Ich habe einen Plan. Meinen Plan. Jeden Morgen ein Margarinebrot am Bahnhof. Mittags wieder. Am Abend ne Suppe….“ „Peter, ich weiß. Peter, hör mir zu. Was war passiert, Peter? Wer hat euch verraten?“ Aber Peter hört nicht mehr zu. „Justus, warum? Van Xanten war ein Arsch. Das wussten wir. Justus, warum? Wo ist dein Plan? Ich habe einen Plan, Justus. Ein Plan ist wichtig. Jeden Morgen ein Margarinebrot…“ „Peter. PETER! Was war mit van Xanten? Peter?“ Peter wiegt seinen schmächtigen, schlecht riechenden Körper hin und her. Murmelt: „Morgens ein Margarinebrot. Das ist mein Plan.“ Dann, plötzlich, hält er mitten in der Bewegung inne. Schaut Maria mit durchdringenden rot unterlaufenden Augen an. „Haste mal‘n Bier, Mädel?“  Maria steht auf und geht. Wortlos. So, wie sie gekommen ist.

Kapitel 3

Ein Blick in die Welt beweist, dass Horror nichts anderes ist als Realismus. Alfred Hitchcock

Frankfurt am Main, 20. Juni 2004, nachts

Plötzlich kommt Maria alles zu groß vor, zu laut. Das Knirschen der Kiesel unter ihren Schritten. Die von einer Windböe geschüttelten, nachtgrauen Kastanienblätter, die Umrisse des Bootshauses am Fuß der Treppe. Die schwarzen Wellen. Es riecht nach Wasser. Und nach Pfeifenrauch. Maria bleibt stehen. Nimmt Witterung auf und saugt die Nachtluft durch die  gekräuselte Nase. Der Raucher muss auf der Treppe stehen, auf der untersten Stufe. Er will nicht gesehen werden, aber doch bemerkt. Plötzlich ist der Schaumainkai wie ausgestorben. Keine Pärchen, keine Junkies. Keine Hunde und Besitzer. Geschweige denn eine Polizeistreife.
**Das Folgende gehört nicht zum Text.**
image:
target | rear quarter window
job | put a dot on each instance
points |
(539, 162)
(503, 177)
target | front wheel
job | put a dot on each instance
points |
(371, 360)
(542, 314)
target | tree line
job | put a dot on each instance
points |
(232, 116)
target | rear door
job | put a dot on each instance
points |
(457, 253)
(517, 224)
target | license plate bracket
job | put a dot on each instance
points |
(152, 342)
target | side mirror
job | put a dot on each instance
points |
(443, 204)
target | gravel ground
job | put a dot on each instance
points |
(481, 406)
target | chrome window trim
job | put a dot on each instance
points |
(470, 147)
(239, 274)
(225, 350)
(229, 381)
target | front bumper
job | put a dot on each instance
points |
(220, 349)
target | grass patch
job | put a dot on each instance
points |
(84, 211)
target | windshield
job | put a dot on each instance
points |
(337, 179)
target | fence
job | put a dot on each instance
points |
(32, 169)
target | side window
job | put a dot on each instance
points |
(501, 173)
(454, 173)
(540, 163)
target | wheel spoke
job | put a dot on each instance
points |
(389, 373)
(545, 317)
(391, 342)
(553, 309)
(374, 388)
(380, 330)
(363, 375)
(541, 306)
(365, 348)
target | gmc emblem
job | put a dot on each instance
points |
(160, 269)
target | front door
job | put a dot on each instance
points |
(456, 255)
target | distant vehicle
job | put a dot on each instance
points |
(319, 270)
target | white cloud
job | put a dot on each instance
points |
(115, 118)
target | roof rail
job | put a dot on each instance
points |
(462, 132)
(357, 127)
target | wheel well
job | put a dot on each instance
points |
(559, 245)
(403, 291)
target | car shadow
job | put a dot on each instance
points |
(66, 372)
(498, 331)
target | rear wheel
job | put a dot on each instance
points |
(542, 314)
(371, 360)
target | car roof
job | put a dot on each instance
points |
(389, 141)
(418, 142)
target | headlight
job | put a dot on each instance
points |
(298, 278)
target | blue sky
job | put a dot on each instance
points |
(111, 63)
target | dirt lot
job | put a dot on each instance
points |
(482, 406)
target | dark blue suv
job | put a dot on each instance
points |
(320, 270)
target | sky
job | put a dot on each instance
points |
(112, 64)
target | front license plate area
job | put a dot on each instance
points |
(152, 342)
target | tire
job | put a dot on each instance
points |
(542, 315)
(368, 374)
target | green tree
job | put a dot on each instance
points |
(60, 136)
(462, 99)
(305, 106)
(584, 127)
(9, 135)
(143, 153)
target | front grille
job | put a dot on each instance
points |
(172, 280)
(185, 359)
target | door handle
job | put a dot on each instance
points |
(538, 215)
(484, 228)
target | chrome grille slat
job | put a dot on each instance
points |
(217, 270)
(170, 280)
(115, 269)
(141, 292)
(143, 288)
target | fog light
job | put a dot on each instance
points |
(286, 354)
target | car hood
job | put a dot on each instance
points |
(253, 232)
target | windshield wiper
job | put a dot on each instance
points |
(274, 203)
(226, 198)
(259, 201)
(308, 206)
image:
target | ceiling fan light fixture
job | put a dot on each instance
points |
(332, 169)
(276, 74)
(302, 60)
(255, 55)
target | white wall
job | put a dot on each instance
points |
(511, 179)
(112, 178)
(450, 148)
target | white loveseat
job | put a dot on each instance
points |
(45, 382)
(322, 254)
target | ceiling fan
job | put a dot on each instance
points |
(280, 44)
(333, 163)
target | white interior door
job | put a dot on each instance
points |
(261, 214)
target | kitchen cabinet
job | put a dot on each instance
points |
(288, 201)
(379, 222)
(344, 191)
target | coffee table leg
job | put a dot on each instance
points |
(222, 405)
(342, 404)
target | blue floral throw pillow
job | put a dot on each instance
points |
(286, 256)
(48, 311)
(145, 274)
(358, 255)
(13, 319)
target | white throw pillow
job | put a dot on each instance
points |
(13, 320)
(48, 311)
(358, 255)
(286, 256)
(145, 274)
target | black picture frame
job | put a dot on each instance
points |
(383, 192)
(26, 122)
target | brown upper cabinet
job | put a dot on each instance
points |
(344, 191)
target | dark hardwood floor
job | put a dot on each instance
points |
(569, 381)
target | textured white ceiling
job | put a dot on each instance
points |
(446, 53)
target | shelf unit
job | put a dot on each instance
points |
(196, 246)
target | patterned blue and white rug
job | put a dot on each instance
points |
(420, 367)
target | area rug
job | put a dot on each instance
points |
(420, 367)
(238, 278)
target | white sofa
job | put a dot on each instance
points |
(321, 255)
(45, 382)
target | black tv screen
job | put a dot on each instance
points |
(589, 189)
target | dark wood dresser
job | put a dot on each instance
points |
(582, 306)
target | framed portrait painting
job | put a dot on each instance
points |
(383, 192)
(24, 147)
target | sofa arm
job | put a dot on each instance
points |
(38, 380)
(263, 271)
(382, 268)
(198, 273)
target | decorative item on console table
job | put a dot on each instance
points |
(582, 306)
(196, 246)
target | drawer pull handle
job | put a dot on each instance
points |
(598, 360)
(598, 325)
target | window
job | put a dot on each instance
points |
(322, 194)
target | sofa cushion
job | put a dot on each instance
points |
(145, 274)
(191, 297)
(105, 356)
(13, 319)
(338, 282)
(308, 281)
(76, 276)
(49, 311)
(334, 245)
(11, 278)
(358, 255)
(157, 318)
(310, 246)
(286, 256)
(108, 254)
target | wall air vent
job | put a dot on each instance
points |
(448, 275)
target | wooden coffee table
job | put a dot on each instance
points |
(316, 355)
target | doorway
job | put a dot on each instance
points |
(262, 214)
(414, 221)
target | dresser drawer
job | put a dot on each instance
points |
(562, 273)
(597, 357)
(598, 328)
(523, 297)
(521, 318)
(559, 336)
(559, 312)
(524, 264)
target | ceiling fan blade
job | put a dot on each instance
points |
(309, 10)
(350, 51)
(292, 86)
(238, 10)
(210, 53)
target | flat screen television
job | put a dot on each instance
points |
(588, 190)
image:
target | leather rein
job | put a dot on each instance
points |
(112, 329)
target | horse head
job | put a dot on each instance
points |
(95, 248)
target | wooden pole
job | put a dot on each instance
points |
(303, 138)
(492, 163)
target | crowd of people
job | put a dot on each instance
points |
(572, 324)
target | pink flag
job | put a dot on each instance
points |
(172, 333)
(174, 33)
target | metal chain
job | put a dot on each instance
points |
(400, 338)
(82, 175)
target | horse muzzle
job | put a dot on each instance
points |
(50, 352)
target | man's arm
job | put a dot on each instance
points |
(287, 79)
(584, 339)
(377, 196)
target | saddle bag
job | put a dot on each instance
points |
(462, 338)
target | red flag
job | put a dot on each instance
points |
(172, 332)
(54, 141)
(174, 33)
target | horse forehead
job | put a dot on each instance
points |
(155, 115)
Sie zählt im Stillen bis fünf. Dann rennt sie los. An der Schweizer Straße hält sie ein Taxi an. Lässt sich atemlos auf die Rückbank fallen. Schweiß rieselt zwischen ihren Schulterblättern den Rücken hinunter. Zieht als dünnes Rinnsaal Streifen in das Makeup ihrer Stirn, klebt in den Augenfalten und bleibt in ihren Wimpern hängen. Sie ist noch nie gerne gejoggt. Mit sechzig ist sie dafür definitiv zu alt.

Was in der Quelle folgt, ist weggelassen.